President Trump wants to reduce immigration to the United States, starting with his attempted ban on immigrants from 7 predominantly Muslim countries—Iraq, Iran, Syria, Yemen, Libya, Sudan and Somalia. That ban has been temporarily blocked, as courts debate whether it’s legal. But Trump says a revised immigration order is coming soon–and reduced immigration is one part of Trump’s agenda economists worry about. “We already see a fairly subdued outlook for the pace of measured potential growth,” Goldman Sachs said in a recent note to clients. “Immigration restrictions could reduce the economy’s ‘speed limit’ still further.”

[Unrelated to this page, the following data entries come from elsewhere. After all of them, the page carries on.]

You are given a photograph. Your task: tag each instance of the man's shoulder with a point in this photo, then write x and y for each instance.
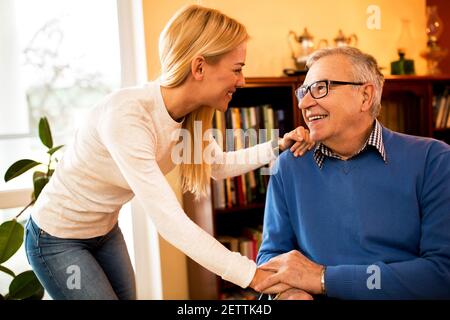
(413, 144)
(288, 162)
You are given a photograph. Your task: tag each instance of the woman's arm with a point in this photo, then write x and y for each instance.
(235, 163)
(131, 143)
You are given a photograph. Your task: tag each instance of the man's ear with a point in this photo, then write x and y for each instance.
(198, 67)
(367, 96)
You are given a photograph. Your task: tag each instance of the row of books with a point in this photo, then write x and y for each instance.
(441, 107)
(250, 187)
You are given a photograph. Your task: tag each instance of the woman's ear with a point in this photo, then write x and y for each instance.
(367, 96)
(198, 67)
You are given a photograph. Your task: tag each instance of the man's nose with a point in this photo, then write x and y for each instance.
(241, 81)
(307, 101)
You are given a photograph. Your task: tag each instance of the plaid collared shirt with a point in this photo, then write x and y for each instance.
(375, 140)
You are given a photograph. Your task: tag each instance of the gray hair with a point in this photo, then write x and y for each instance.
(364, 69)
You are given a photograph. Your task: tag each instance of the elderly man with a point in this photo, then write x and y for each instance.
(366, 214)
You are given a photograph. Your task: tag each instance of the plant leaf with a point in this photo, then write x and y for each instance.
(25, 285)
(53, 150)
(39, 183)
(8, 271)
(11, 238)
(44, 133)
(38, 295)
(19, 167)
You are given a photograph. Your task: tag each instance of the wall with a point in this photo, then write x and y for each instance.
(269, 22)
(444, 41)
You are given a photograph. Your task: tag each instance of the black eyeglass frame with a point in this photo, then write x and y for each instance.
(305, 89)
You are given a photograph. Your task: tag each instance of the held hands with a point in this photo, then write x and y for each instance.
(292, 269)
(297, 140)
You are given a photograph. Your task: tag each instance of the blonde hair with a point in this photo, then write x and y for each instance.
(364, 69)
(195, 30)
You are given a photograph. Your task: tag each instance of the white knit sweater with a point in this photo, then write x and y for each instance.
(122, 150)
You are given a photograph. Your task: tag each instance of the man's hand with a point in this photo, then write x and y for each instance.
(294, 294)
(261, 275)
(292, 269)
(298, 140)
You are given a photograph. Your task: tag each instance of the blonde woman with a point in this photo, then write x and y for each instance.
(124, 149)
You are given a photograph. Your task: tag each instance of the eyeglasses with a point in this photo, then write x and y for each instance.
(319, 89)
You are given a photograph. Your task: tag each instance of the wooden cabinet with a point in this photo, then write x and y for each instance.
(410, 104)
(407, 106)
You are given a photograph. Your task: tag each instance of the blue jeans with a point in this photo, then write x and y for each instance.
(96, 268)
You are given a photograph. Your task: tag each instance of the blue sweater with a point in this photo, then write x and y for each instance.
(382, 229)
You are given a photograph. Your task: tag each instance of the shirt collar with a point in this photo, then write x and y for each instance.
(375, 140)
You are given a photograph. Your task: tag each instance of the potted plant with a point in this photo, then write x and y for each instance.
(26, 285)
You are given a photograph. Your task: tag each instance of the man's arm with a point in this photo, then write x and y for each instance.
(278, 234)
(425, 277)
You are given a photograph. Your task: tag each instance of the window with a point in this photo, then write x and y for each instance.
(58, 58)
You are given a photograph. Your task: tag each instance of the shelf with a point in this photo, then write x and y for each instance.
(442, 130)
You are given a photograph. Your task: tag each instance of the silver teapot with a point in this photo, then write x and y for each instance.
(302, 46)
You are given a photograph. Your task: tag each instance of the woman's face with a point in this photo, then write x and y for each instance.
(223, 77)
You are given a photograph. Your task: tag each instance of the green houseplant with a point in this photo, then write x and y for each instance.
(26, 285)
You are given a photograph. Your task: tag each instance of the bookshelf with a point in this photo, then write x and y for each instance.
(409, 105)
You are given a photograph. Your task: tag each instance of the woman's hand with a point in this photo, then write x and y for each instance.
(292, 269)
(261, 275)
(297, 140)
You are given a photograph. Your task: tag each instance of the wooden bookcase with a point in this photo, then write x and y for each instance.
(407, 107)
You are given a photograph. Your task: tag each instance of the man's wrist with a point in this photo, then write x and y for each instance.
(276, 144)
(322, 281)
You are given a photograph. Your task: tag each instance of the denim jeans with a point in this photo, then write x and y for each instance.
(97, 268)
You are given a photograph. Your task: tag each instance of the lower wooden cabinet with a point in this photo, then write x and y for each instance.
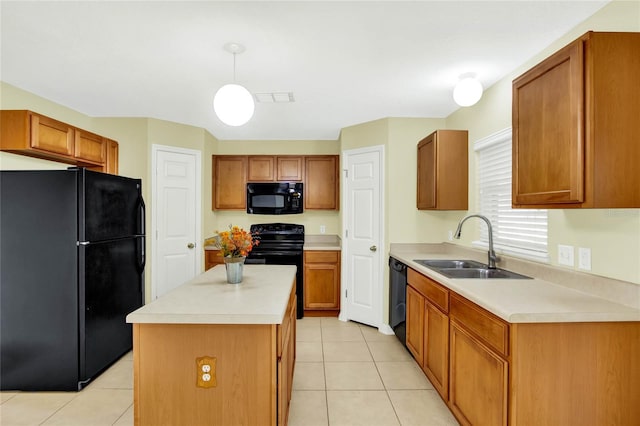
(436, 348)
(322, 282)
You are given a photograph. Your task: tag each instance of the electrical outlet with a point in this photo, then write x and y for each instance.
(565, 255)
(584, 258)
(206, 372)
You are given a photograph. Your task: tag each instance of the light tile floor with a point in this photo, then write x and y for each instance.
(345, 374)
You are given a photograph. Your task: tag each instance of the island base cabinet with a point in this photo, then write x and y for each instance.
(166, 390)
(478, 381)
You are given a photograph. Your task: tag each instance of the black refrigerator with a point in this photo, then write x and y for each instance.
(72, 255)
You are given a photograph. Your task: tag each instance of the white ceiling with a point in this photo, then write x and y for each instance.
(345, 62)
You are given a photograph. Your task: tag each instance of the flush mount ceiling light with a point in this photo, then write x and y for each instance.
(233, 103)
(468, 91)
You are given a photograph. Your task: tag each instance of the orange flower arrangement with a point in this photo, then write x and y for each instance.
(236, 242)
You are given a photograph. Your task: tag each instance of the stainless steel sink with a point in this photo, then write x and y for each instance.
(481, 273)
(449, 264)
(467, 269)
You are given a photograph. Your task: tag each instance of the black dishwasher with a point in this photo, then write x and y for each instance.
(397, 298)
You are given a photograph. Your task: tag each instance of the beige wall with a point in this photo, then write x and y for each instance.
(612, 235)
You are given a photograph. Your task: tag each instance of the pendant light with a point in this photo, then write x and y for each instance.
(233, 103)
(468, 91)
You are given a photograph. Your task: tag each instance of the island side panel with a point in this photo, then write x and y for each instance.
(575, 373)
(165, 374)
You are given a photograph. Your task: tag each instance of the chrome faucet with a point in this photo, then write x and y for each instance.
(492, 254)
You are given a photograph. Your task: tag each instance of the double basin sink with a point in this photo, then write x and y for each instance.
(467, 269)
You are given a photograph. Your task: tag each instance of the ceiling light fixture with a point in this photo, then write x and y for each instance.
(468, 91)
(233, 103)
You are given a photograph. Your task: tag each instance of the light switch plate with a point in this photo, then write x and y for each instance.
(584, 258)
(565, 255)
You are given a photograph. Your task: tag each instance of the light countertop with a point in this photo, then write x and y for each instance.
(261, 298)
(524, 301)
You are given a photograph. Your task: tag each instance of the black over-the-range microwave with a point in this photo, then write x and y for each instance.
(274, 198)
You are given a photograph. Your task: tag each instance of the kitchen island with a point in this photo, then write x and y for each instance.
(214, 353)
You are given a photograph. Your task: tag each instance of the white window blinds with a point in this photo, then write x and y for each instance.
(520, 232)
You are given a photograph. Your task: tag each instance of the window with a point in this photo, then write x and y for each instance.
(519, 232)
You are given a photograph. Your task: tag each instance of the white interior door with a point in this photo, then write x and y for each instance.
(363, 236)
(176, 218)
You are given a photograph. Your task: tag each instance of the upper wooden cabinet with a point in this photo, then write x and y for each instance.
(229, 182)
(443, 178)
(261, 168)
(576, 126)
(321, 179)
(28, 133)
(269, 168)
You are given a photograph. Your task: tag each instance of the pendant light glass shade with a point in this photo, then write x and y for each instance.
(233, 105)
(467, 92)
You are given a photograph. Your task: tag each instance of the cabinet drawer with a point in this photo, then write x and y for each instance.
(487, 327)
(321, 256)
(434, 292)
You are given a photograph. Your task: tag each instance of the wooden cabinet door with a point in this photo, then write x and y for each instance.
(111, 163)
(415, 324)
(436, 349)
(51, 135)
(289, 168)
(260, 168)
(321, 280)
(229, 182)
(548, 130)
(478, 381)
(321, 182)
(426, 198)
(90, 147)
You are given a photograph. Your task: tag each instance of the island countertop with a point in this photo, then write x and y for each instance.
(261, 298)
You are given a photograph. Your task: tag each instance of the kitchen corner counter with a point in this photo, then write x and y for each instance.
(261, 298)
(322, 242)
(523, 301)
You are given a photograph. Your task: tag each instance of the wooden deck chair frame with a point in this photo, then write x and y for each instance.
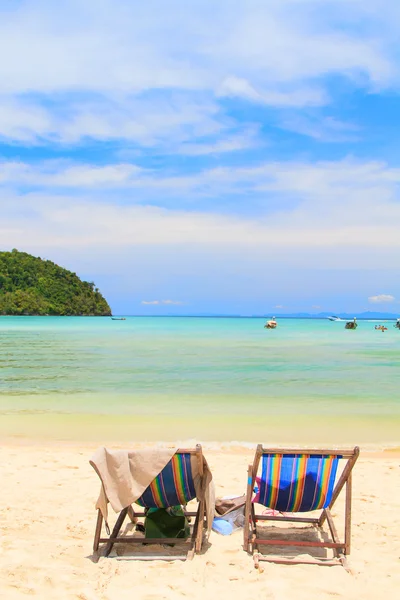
(341, 548)
(192, 544)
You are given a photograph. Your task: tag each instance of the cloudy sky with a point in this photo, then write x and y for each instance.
(211, 156)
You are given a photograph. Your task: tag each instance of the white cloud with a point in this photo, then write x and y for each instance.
(325, 129)
(125, 69)
(235, 86)
(381, 298)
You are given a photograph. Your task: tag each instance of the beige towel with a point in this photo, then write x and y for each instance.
(125, 476)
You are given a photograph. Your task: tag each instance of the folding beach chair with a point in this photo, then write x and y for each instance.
(298, 481)
(173, 486)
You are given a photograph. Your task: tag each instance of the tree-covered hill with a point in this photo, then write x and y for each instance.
(32, 286)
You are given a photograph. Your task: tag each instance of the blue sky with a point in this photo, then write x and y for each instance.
(206, 157)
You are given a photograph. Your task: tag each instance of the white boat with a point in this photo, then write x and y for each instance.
(272, 324)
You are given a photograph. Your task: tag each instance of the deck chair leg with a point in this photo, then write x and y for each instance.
(131, 515)
(115, 531)
(347, 522)
(98, 530)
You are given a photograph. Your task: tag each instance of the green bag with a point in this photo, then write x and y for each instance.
(166, 523)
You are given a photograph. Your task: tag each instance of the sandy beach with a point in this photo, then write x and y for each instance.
(48, 518)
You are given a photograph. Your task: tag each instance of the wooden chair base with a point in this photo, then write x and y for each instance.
(191, 545)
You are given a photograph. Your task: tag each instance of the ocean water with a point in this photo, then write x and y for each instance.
(213, 378)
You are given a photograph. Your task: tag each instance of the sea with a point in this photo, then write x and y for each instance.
(198, 378)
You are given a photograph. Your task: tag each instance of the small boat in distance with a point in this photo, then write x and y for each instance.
(272, 324)
(351, 324)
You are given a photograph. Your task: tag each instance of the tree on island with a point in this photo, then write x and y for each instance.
(32, 286)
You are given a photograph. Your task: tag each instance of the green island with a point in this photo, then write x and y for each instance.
(30, 285)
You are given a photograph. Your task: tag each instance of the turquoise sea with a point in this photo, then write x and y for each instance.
(208, 378)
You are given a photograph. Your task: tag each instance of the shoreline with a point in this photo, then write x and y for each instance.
(371, 433)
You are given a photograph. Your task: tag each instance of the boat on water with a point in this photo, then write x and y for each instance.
(351, 324)
(272, 324)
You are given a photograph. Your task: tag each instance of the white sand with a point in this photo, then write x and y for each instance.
(47, 522)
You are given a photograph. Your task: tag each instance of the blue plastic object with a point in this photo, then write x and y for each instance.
(221, 526)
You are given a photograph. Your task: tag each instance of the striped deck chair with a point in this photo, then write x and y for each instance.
(298, 481)
(173, 486)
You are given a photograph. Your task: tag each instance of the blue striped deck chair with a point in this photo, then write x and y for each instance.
(295, 481)
(173, 486)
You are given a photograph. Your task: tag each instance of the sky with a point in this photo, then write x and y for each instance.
(206, 157)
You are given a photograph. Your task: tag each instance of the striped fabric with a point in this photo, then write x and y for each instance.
(297, 482)
(172, 487)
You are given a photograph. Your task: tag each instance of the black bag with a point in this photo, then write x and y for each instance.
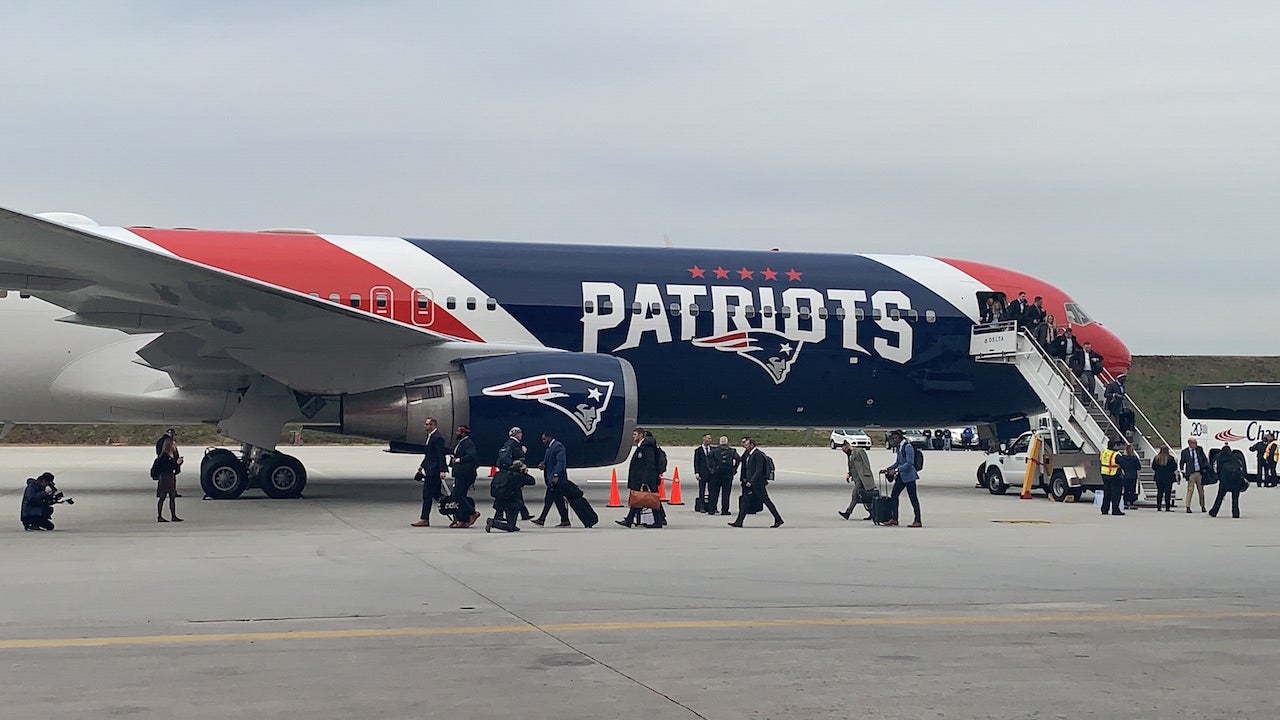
(883, 509)
(584, 510)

New analysis by the Conference Board of actual immigrants from the 7 countries Trump is targeting helps explain why the US economy needs legal immigrants. During the last 10 years, about 230,000 people have entered the US legally from those countries. About 109,000 are in the US labor force. They represent two types of workers, in general—well-educated professionals, including many who came to the US on a student visa, and less-skilled workers who most likely came as refugees.
Overall, workers from the Targeted 7 hold more bachelor’s and advanced degrees than US workers as a whole, as this chart shows:
At the lower end of the skill ladder, immigrants from the Targeted 7 are overrepresented in industries such as retail and health care, holding jobs such as food preparation and personal care. Health care in particular is a fast-growing field where the United States seems certain to need more workers in the future, and might even face a labor shortage in some areas.
Immigration is more important to the US economy than it used to be, because the native-born US population is growing more slowly than it has in the past.